Eu, Estudante

Polêmica

MPF protocola ação contra UFPB e reitor, aprovado em sistema de cota

Valdiney Gouveia afirma que não abrirá mão de sua aprovação e que pretende concluir o curso de engenharia de produção

O Ministério Público Federal (MPF) protocolou ação civil pública contra a Universidade Federal da Paraíba (UFPB) e o reitor da instituição, Valdiney Velôso Gouveia, determinando à instituição a exclusão do nome de Gouveia da lista de aprovados para o curso de engenharia de produção da instituição, além de desconsiderar a aprovação dele no Sistema de Seleção Unificada (Sisu), obtida por meio do uso do sistema de cotas. O reitor afirma que não vai abrir mão da matrícula e pretende fazer o curso "até o fim".

A petição foi assinada pela procuradora da República, Janaína Andrade, e distribuída no último domingo (24) para a 3ª Vara da Justiça Federal. Gouveia foi aprovado no Sisu 2022 com o uso do benefício destinado a candidatos que estudaram na rede pública de ensino. A aprovação do reitor, com 638,9 pontos, gerou polêmica na comunidade universitária.
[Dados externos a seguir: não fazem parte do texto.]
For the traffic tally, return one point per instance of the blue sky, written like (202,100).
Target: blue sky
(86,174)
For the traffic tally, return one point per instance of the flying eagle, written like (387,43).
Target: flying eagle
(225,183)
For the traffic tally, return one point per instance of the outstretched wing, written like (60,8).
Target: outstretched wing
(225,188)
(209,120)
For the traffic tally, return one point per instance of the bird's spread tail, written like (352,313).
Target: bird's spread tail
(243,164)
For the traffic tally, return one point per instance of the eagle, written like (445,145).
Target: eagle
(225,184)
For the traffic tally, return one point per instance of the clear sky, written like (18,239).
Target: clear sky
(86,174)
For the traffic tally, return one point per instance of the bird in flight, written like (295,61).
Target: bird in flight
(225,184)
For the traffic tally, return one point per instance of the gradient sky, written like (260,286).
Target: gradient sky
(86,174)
Na ação civil pública, a procuradora Janaína Andrade frisou que houve mal uso do sistema de cotas, com o objetivo de “facilitar o acesso ao ensino superior de pessoas que, em decorrência de suas condições sócio-econômicas, egressos de escolas públicas, teriam presumida dificuldade de concorrer em igualdade com os demais concluintes do 2º grau”.
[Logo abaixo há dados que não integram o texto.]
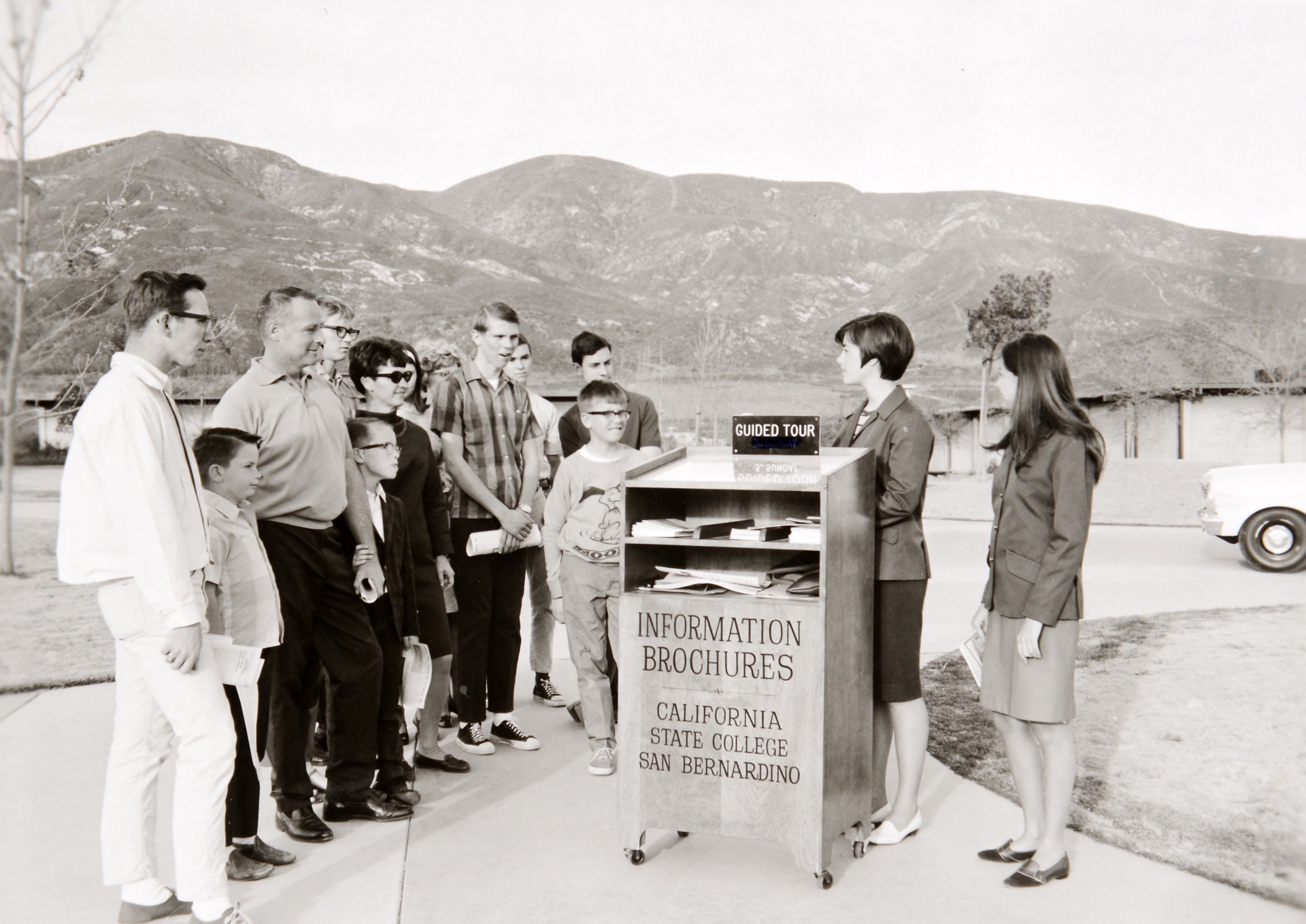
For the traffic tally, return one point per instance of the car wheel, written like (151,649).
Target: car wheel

Ela entendeu que Gouveia não pode ser enquadrado nesse quesito, mesmo tendo concluído o ensino médio em escola pública, pelo fato de ter outras graduações concluídas, inclusive por meio do ensino público. De acordo com o edital do Sistema de Seleção Unificada (Sisu) 2022 e o regimento da UFPB, a aprovação do reitor não representa impedimento para conciliar os estudos com a função que exerce.
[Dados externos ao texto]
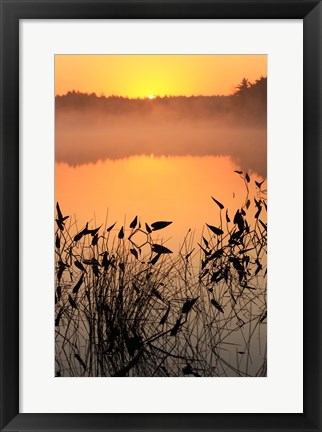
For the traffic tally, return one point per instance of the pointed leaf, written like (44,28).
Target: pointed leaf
(218,203)
(165,316)
(111,227)
(227,217)
(78,285)
(72,302)
(217,305)
(121,233)
(155,259)
(215,230)
(187,306)
(134,222)
(134,252)
(160,249)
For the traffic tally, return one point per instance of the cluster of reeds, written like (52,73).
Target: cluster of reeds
(127,306)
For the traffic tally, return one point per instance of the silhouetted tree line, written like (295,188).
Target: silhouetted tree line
(248,104)
(250,99)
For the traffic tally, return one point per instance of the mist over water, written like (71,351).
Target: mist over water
(201,126)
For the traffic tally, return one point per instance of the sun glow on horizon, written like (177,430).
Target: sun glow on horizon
(134,76)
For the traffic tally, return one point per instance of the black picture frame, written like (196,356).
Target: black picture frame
(11,12)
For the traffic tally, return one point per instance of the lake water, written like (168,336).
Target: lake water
(177,190)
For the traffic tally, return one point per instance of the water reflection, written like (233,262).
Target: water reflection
(177,189)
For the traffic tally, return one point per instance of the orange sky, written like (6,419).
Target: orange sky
(144,75)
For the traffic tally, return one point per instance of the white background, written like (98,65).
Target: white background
(282,390)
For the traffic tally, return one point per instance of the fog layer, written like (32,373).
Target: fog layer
(89,129)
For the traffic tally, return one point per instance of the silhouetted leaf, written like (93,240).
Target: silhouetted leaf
(80,266)
(155,259)
(238,219)
(216,276)
(227,217)
(258,212)
(58,317)
(215,230)
(187,370)
(77,357)
(206,242)
(94,231)
(72,302)
(121,233)
(218,203)
(207,253)
(134,222)
(58,292)
(136,289)
(160,249)
(134,252)
(176,327)
(263,317)
(104,259)
(111,227)
(59,213)
(165,316)
(95,240)
(237,265)
(156,293)
(159,225)
(78,285)
(217,305)
(188,255)
(188,305)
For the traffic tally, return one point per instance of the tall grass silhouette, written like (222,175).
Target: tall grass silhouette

Gouveia concluiu o ensino médio em 1983. Graduou-se em psicologia e, em seguida, concluiu os graus de mestre e doutor na área acadêmica. Em depoimento ao MPF, o reitor declarou que, apesar de tecnicamente não existir “pós-doutorado”, fez estágio sênior na área, no Canadá. Argumentou, ainda, ter concluído o curso de direito no Unipê, em João Pessoa, entre 2011 e 2016.

Por conta disso, o MPF chegou a recomendar, no curso do inquérito, que o reitor se abstivesse de fazer a matrícula, determinação rejeitada por ele. Para apurar as prováveis irregularidades, o MPF expediu uma recomendação destinada à pró-reitoria de graduação da UFPB, para que a matrícula do reitor no curso de engenharia de produção não fosse efetivada, por ser essa uma conduta imoral, semelhante à conduta ilegal.

A pró-reitoria, no entanto, não acatou a recomendação, alegando que o reitor preenchia os requisitos da seleção. Em resposta, na ação civil pública, Janaína Andrade anexou decisões judiciais e pareceres da Advocacia-Geral da União (AGU) com entendimento contrário à legalidade da matrícula. A prática, segundo a procuradora, representa uma afronta às “diretrizes constitucionais de uma sociedade solidária e redução das desigualdades sociais”.

“A lei nº 12.711/2012 insere-se no contexto das políticas de ações afirmativas. Nesse tipo de política pública, voltada à concretização do princípio constitucional da igualdade material e à neutralização dos efeitos da discriminação racial, de gênero, de idade, de origem nacional e de compleição física, a igualdade deixa de ser simplesmente um princípio jurídico a ser respeitado por todos, e passa a ser um objetivo constitucional a ser alcançado ativamente pelo Estado e pela sociedade”, argumenta a procuradora na petição.

Ouvido pelo Correio, Gouveia afirmou que está “apenas na condição de reitor”. “Sou um professor, um cidadão que se submeteu ao Enem, passou e, coincidentemente estou nesse papel de reitor. O Ministério Público Federal tem competência, respeito. Mas a educação sempre me guiou”, disse.

Ele declarou, ainda, que não vai abrir mão de sua aprovação e que pretende, sim, cursar e concluir engenharia de produção. “Claro que vou cursar. Se dissesse que renunciaria estaria sendo leviano. Não percebo nenhuma ilegalidade nisso. Não saio na vantagem porque fiz mestrado e doutorado. Se tem um homem prejudicado nisso sou eu, porque há 39 anos não me atualizo nas matérias do ensino médio”, afirmou. “Naquele tempo, em escola pública, o inglês oferecido era verbo to be no presente, de forma afirmativa”, completou.